The L.A. City Transportation Department (LADOT) recently installed new bike lanes on Avenue 51 and Townsend Avenue. These two streets form a hilly connection between two Northeast L.A. neighborhoods: Eagle Rock and Highland Park.
The new bike lanes are one-way uphill, with downhill sharrows. This asymmetric treatment is not ideal, but makes sense on somewhat narrow, hilly streets where cyclists ascend at speeds much slower than car traffic. The city's first one-way uphill bike lane was installed in 2022 on Yosemite Drive, the street at the north end of the new Townsend bike lane.
The new bikeway includes 0.5 mile of uphill bike lane on Avenue 51 (from York Boulevard to Townsend Avenue), 0.4 mile of uphill bike lane on Townsend (from Yosemite to near the crest of the hill), and about 0.15 mile of overlap (Townsend bike lanes in both directions) at the top of the hill.

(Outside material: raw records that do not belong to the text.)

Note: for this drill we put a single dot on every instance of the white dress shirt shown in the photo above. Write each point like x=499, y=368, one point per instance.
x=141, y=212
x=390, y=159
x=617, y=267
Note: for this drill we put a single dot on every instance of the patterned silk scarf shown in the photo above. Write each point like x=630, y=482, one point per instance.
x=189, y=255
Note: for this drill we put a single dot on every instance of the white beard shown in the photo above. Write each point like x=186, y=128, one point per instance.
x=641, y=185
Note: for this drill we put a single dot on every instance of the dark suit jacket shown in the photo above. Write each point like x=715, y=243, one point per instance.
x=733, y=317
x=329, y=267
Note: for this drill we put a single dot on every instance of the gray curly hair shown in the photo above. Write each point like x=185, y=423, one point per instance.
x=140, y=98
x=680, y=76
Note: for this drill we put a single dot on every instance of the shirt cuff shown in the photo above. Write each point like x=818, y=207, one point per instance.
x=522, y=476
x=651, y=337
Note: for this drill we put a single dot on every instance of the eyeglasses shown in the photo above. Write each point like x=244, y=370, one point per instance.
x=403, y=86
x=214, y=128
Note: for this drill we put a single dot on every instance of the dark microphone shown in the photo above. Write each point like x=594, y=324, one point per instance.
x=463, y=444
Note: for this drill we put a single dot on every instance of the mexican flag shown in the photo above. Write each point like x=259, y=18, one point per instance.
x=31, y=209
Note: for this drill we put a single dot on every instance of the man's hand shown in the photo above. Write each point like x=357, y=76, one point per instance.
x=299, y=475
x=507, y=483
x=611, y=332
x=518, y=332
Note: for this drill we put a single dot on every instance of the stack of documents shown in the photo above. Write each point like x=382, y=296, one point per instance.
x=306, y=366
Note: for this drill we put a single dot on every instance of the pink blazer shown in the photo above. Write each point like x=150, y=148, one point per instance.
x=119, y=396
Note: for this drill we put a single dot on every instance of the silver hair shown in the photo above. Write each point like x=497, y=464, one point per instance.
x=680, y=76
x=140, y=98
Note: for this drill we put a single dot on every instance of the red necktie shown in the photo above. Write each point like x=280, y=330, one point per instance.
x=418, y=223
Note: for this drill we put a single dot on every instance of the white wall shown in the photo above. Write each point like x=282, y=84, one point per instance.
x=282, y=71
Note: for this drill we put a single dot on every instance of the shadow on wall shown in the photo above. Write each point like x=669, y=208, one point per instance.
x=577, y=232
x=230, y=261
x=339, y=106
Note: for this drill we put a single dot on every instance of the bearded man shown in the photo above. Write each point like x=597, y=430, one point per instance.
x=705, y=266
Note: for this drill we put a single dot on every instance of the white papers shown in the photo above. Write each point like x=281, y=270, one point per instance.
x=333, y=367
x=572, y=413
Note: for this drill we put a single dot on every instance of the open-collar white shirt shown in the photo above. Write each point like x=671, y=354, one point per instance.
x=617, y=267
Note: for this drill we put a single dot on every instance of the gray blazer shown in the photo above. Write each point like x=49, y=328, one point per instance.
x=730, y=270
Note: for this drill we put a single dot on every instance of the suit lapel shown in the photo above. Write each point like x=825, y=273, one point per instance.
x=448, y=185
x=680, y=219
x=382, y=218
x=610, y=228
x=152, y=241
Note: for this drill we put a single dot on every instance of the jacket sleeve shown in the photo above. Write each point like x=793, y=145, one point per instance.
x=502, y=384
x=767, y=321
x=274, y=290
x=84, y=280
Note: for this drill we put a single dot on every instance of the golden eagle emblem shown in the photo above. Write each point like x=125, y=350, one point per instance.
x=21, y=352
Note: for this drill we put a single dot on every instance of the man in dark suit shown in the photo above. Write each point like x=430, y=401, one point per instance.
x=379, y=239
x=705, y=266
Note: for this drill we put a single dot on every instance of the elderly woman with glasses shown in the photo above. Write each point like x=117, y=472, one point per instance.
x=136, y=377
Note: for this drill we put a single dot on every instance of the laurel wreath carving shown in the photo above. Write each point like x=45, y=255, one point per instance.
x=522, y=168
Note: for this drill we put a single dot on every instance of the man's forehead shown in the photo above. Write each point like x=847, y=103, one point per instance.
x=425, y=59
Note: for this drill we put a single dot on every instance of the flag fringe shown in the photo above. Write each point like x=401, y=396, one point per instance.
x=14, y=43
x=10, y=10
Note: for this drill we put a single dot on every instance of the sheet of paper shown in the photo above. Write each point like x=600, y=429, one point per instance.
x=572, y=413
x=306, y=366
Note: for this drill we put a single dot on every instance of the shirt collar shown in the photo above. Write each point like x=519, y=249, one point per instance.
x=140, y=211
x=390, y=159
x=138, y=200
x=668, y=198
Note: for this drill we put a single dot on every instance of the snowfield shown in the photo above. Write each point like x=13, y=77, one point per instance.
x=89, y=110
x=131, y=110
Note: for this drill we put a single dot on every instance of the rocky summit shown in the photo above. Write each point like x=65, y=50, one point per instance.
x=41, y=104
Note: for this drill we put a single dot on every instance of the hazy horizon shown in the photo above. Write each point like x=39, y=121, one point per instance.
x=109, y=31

Townsend also received a short stretch (about 800 feet) of one-way bus-only lane for the Highland Park/Eagle Rock DASH.
LADOT and Metro have recently collaborated on 40 miles of new bus lanes (50 lane-miles). Townsend adds to that total, and appears to be the city's first DASH-only bus-only lane.
While the Townsend bus lane is perhaps a precedent that could spread to improve transit in many locations, here it appears to be less of a needed transit improvement than a way to narrow an over-built street. Townsend is a wide hillside street where drivers sometimes travel (and pass) at unsafe speeds on curved stretches with limited sight lines. The new bus lane appears aptly designed to improve safety by discouraging unsafe driving behavior.
All in all, these new bus and bike lanes are worthwhile modest steps toward safer, more multimodal streets.